When 21 people so far have been convicted under the Hunting Act, with two recently pleading guilty to a charge of illegal fox hunting, and an Early Day Motion has been put before Parliament concerning the widespread breaches of the Act and calling for tougher action to enforce it, can the Countryside Alliance expect live animal hunting to survive?

They claim that almost 6,000 people attended the Avon Vale Hunt's Boxing Day meet, but in a county with a population of 564,000 or more, this is hardly significant.

The majority of the population supports the Hunting Act, which extends the legislation of the past 174 years banning infliction of suffering or animals for sport.

This October, two Avon Vale Hunt staff were convicted of theft of a video camera from a monitor, who had started filming what she reasonably believed to be hounds hunting illegally through scrubland. Since then, the judgement in the Minehead Harriers case has made it clear that claiming to trail hunt and allowing hounds to chase a wild animal is an offence.
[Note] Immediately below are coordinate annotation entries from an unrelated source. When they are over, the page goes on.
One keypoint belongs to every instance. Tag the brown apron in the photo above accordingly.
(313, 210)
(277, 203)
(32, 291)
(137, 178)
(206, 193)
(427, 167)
Accidental hunting is preventable, with the hunt staff either not keeping the hounds under control, or not calling them off when they start on a fox turning up. More thorough monitoring, with records kept of the frequency of accidents and more thorough policing and case preparations is likely to produce more prosecutions, making the random trailing of fox body fluid where foxes are likely to be put up legally questionable.

In Cheshire this Boxing Day, the Cheshire Forest Foxhounds meet attracted 50 riders and the Mid Cheshire Farmers Drag Hunt attracted 140. Clearly, the hunting down of an animal is not necessary from the point of view of most who hunt to ride. If the foxhound packs are accepted by the rural community, why does Wiltshire have a thriving League Against Cruel Sports support group?